RICH TRZUPEK: DEBUNKING OBAMA’S ENERGY POLICY LIES

http://frontpagemag.com/2012/03/13/debunking-obamas-energy-policy-lies/

Debunking Obama’s Energy Policy Lies

As U.S. gas prices steadily rise to alarming levels, Republican presidential hopefuls have pointed to the Obama administration’s dysfunctional energy policies as a significant influence in the distressing trend. It’s an issue that endangers the president’s re-election prospects and Team Obama is now in full defensive mode, simultaneously claiming that it is “all in” with respect to energy sources of all sorts, while it says that it has also made important inroads toward increasing domestic oil production and reducing dependence of foreign oil.

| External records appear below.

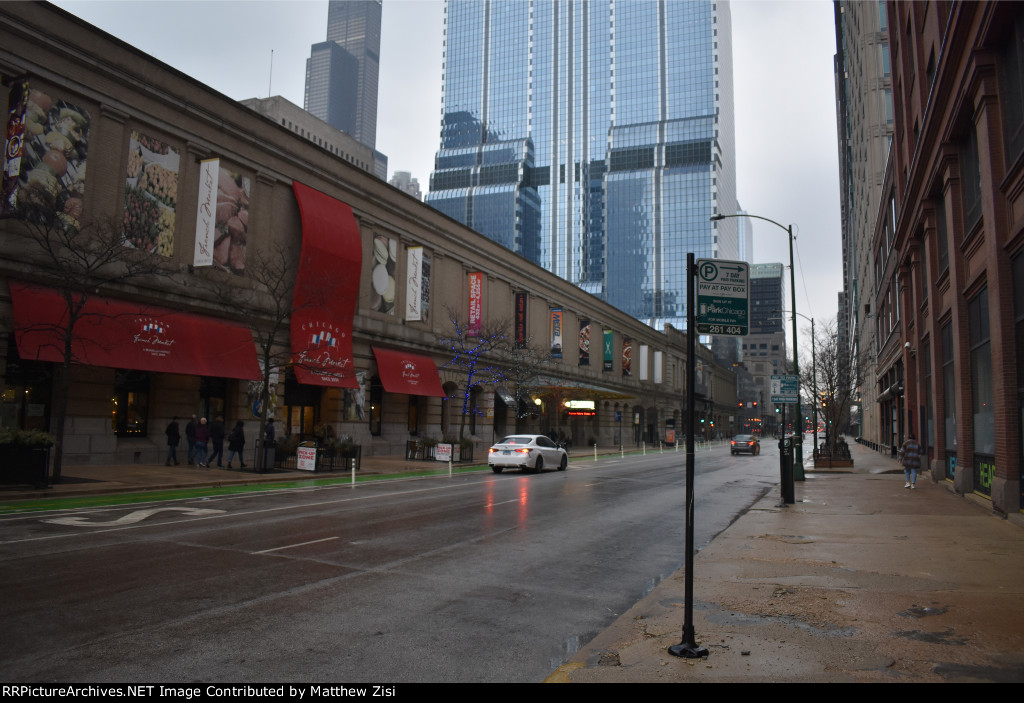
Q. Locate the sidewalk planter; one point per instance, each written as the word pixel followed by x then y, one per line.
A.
pixel 339 457
pixel 840 459
pixel 421 450
pixel 25 457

In order to support these claims, the administration turned to the tactic that has become a staple among global warming alarmists: pick a couple of convenient data points that support your position, claim they are representative of an overall trend and let the ever-gullible, technologically ignorant mainstream media regurgitate the message. For example, Obama has tried to mollify critics by saying that domestic production of crude oil is up to the highest levels that we’ve seen over the past eight years. While that is technically true, it’s a meaningless factoid, for the president doesn’t seem to understand – or refuses to acknowledge – that market forces have raised the value of crude oil enough that domestic production has marginally increased over the already pitiful rates of 2004.

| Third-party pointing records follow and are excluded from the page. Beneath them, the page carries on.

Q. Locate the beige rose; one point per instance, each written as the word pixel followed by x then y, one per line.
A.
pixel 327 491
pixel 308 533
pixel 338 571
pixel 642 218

The fact is that United States’ domestic crude oil production topped out at about 3.5 billion barrels per year in the 1970s, according to Department of Energy statistics (see graph below). Since then domestic production has steadily declined, as both Congress and presidential administrations of both parties have sacrificed energy independence in favor of appeasing environmental radicals. By 2004 – the year that the administration cites as the benchmark – domestic production had dropped more than forty percent, to about 2 billion barrels per year. Since then, domestic production has basically leveled out in the 1.8 billion to 2 billion barrel per year range, nowhere close to what we could actually produce if somebody in power had the wisdom and courage to tell leftist environmentalists to find something else to complain about. So yes, 2012 domestic production is creeping a bit higher than the already pitiful 2004 figures, simply because oil prices are high enough to bring more marginal wells back into production, but the Obama administration had nothing to do with that dubious achievement.

The president also attempted to dabble in the unfamiliar realm of free market economics, asserting that the only way to reduce gasoline prices was to reduce demand and thus the United States must consume less petroleum products. This we have been doing. Overall consumption of crude oil in the United States has dropped almost ten percent since the peak year of 2005. Interestingly, that reduction – along with reductions in burning coal to produce power – have also resulted in significant drops in greenhouse gas emission in the United States since 2005, something that the president strangely fails to mention. (The Obama administration’s EPA recently released its annual greenhouse gas inventory report, in which it picked 1990 as the benchmark year in order to claim an overall rise in United States’ greenhouse gas emissions, while it pretty much ignored the overall reductions that have been achieved relative to 2005).

The free market model tells us that there is another way to reduce gasoline prices of course: instead of decreasing demand, we can increase supply. America has the ability to do so, and to do so to a larger degree than any other nation in the world, for the constraints to increasing production in this country are not geological or technical, but rather self-imposed and political. Those constraints can be cast off by the stroke of a pen, the market would quickly respond and everyone would be the richer.

Instead, we choose a kind of economic self-flagellation, deluding ourselves to believe that if we use less cheap, abundant fossil fuels then a planet supposedly in desperate danger will be saved. The facts tell us something quite different. For, as the years go by, our continued reductions in fossil fuel use are less and less significant in the global scheme of things.

Let’s go back to that benchmark year of 2005. Since then, United States’ consumption has dropped from about 7.6 billion barrels per year of crude, to less than 6.9 billion barrels per year, a reduction of over 650 million barrels per year. At the same time, crude oil consumption in China and India increased by over 700 million barrels per year. While it would be foolish and selfish to deny the peoples of China and India the opportunity to raise their standards of living by telling them that they can’t use more oil, it’s equally foolish to attempt to maintain the world’s level of petroleum consumption at a constant level on the back of American consumers. Yet, that is exactly what we have been doing, in effect if not in name. Rather than using our talents and resources to increase supply, we have been drawn into a decades-long, increasingly futile effort to micro-manage domestic demand.  It’s a program destined to fail – designed to fail – and American consumers are paying the price at the pump for this failed energy policy every day. Unless and until we have an administration that can deal with the reality of energy production in the twenty first century, rather than the delusional fantasies that our current president is so in love with, five dollar per gallon gas will be upon us in astonishingly short order.